Floors & Ceilings

Overview

The floor of $x$ is the greatest integer less than $x$. The ceiling of $x$ is the least integer greater than $x$. These values are denoted $\lfloor x\rfloor$ and $\lceil x\rceil$ respectively.

Identities

For integers $x$ and $y>0$, \begin{align*} \left\lfloor \frac{x}{y} \right\rfloor & = \left\lceil \frac{x}{y} - \frac{y - 1}{y} \right\rceil \\ \left\lceil \frac{x}{y} \right\rceil & = \left\lfloor \frac{x}{y} + \frac{y - 1}{y} \right\rfloor \end{align*}

Bibliography

• Bryant, Randal E., and David O’Hallaron.
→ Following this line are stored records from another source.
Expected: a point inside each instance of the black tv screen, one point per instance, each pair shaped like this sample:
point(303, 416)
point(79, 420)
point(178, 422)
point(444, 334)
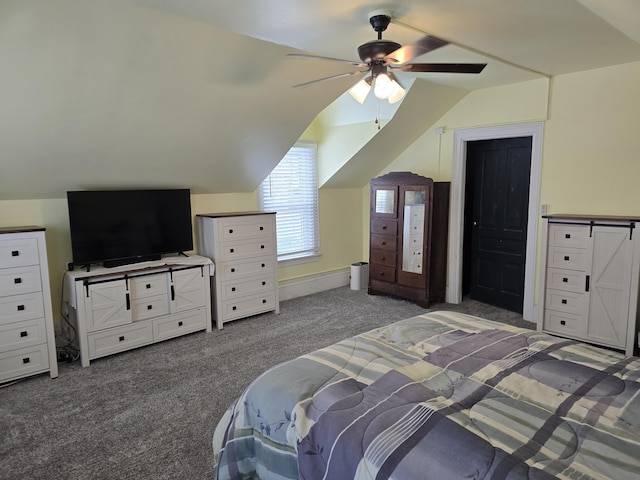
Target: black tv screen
point(116, 227)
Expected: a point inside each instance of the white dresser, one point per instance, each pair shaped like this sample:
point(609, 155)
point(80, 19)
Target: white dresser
point(592, 267)
point(244, 249)
point(117, 309)
point(27, 338)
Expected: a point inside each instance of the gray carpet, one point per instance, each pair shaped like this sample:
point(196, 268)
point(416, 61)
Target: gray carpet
point(150, 413)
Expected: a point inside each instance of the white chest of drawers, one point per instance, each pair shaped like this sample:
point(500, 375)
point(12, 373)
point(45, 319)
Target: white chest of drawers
point(27, 339)
point(243, 248)
point(592, 274)
point(115, 310)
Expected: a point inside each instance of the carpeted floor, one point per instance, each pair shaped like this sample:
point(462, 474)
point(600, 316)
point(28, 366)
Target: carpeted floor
point(150, 413)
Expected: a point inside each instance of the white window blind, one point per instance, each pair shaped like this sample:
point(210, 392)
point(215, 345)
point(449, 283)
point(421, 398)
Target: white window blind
point(291, 190)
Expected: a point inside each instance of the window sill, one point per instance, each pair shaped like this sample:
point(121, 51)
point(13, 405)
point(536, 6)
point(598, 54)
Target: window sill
point(291, 261)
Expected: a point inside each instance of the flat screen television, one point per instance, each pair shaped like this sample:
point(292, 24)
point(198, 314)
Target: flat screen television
point(117, 227)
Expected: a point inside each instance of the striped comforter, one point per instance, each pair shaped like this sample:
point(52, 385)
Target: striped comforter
point(439, 396)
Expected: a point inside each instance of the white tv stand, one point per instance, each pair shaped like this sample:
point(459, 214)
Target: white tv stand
point(117, 309)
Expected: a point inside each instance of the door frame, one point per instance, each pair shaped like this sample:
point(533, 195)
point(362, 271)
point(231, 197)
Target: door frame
point(456, 218)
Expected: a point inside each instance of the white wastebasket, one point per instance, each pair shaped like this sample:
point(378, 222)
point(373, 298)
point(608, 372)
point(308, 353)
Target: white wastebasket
point(359, 275)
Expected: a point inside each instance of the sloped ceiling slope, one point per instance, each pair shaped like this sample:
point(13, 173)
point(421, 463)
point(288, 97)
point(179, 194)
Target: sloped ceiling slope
point(107, 94)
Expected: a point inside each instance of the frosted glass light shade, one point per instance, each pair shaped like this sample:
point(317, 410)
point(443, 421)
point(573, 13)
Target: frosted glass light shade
point(360, 90)
point(383, 86)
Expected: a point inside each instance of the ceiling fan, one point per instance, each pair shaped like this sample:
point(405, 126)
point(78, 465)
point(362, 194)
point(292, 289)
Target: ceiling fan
point(381, 57)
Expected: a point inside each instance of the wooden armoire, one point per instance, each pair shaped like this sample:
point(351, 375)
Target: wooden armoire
point(408, 237)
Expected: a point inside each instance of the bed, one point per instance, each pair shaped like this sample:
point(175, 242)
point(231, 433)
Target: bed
point(439, 396)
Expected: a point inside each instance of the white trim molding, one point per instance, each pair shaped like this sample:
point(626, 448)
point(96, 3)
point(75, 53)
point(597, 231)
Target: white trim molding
point(456, 219)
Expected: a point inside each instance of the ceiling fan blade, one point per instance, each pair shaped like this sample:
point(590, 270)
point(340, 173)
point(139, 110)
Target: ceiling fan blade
point(340, 75)
point(330, 59)
point(415, 49)
point(443, 67)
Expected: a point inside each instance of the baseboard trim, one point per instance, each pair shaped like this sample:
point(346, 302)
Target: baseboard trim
point(300, 287)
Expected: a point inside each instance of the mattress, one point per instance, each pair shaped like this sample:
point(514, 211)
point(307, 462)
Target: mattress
point(438, 396)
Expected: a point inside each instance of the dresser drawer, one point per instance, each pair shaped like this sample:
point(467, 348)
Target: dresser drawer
point(149, 307)
point(382, 273)
point(384, 226)
point(119, 339)
point(245, 268)
point(566, 280)
point(563, 323)
point(240, 308)
point(251, 286)
point(21, 307)
point(564, 301)
point(236, 228)
point(22, 362)
point(18, 252)
point(569, 258)
point(251, 248)
point(384, 258)
point(149, 285)
point(177, 325)
point(18, 280)
point(568, 236)
point(22, 334)
point(384, 242)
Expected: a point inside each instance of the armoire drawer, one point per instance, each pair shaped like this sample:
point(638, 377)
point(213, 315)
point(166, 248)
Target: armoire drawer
point(18, 252)
point(19, 280)
point(22, 362)
point(119, 339)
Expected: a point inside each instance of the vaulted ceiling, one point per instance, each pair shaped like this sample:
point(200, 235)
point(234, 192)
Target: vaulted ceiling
point(197, 93)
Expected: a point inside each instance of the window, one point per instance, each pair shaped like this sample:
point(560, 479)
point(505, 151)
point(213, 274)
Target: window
point(291, 190)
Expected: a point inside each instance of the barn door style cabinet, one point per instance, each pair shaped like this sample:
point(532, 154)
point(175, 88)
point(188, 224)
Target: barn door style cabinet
point(591, 283)
point(408, 237)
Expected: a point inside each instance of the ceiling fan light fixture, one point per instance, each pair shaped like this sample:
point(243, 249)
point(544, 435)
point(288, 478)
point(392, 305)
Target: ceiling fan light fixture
point(360, 90)
point(397, 94)
point(383, 86)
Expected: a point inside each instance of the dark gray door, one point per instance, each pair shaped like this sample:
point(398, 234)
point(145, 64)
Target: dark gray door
point(496, 213)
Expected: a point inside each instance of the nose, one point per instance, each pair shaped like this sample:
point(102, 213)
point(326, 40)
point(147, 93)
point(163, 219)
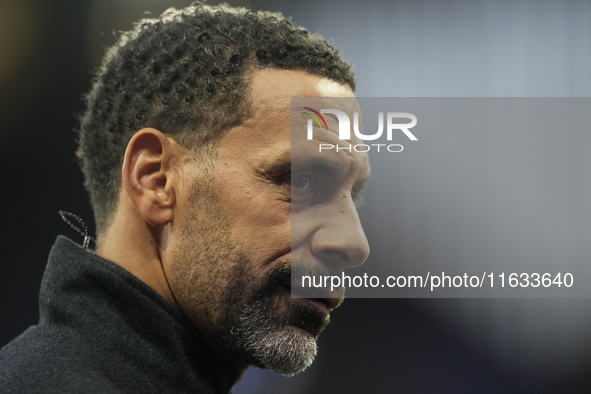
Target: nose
point(340, 241)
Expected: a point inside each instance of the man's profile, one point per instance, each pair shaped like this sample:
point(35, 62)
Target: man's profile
point(186, 150)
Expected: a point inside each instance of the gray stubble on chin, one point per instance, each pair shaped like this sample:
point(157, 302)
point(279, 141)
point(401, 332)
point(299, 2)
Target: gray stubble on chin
point(281, 348)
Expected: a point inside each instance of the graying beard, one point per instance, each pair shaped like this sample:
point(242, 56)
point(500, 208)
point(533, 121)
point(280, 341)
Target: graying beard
point(285, 350)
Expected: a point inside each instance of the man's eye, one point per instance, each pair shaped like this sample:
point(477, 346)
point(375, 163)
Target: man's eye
point(299, 181)
point(300, 185)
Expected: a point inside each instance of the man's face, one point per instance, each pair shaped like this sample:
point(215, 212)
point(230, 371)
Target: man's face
point(232, 241)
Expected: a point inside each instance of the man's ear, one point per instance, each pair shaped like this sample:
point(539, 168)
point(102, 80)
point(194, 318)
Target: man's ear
point(148, 176)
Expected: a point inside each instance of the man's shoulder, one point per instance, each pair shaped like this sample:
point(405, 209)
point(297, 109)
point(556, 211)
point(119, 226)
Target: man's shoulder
point(43, 360)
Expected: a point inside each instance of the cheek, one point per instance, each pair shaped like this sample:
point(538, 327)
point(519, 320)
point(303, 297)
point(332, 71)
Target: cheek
point(263, 228)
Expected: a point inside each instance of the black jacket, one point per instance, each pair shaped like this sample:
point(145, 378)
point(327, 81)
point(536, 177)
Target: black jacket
point(102, 330)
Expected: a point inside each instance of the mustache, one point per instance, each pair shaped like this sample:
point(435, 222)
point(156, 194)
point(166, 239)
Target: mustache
point(291, 277)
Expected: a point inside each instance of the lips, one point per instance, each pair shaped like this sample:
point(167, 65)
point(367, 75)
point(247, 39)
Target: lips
point(320, 295)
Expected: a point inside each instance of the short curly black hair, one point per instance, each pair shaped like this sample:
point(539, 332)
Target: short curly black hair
point(186, 74)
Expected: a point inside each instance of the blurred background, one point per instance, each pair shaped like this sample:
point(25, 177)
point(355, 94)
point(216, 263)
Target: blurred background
point(49, 49)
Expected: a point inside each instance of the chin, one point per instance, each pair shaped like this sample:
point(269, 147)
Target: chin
point(288, 351)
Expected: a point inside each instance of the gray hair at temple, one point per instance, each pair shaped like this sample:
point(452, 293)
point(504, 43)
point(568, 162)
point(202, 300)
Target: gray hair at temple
point(186, 74)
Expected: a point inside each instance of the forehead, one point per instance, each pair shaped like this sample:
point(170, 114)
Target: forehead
point(266, 137)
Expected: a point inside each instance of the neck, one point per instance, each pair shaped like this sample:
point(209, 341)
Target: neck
point(137, 247)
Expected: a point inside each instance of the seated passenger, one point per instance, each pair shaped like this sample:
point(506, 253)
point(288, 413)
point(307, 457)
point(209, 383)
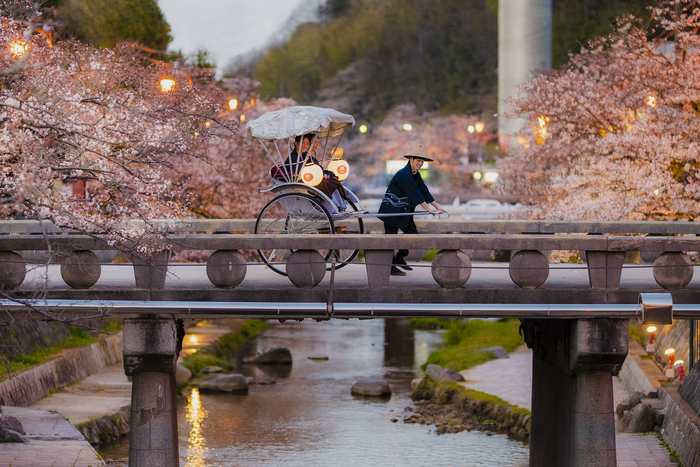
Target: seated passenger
point(330, 185)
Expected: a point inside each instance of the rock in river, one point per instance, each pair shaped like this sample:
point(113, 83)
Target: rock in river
point(439, 373)
point(279, 356)
point(371, 387)
point(182, 376)
point(318, 356)
point(236, 384)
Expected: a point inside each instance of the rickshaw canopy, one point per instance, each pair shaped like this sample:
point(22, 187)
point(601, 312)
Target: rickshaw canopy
point(298, 120)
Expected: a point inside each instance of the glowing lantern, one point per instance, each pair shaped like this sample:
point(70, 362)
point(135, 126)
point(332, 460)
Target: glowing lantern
point(311, 174)
point(490, 177)
point(18, 48)
point(167, 84)
point(340, 168)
Computer Systems: A Programmer’s Perspective. Third edition, Global edition. Always Learning. Pearson, 2016.
• Ronald L. Graham, Donald Ervin Knuth, and Oren Patashnik, Concrete Mathematics: A Foundation for Computer Science, 2nd ed (Reading, Mass: Addison-Wesley, 1994).
• Thomas H. Cormen et al., Introduction to Algorithms, 3rd ed (Cambridge, Mass: MIT Press, 2009).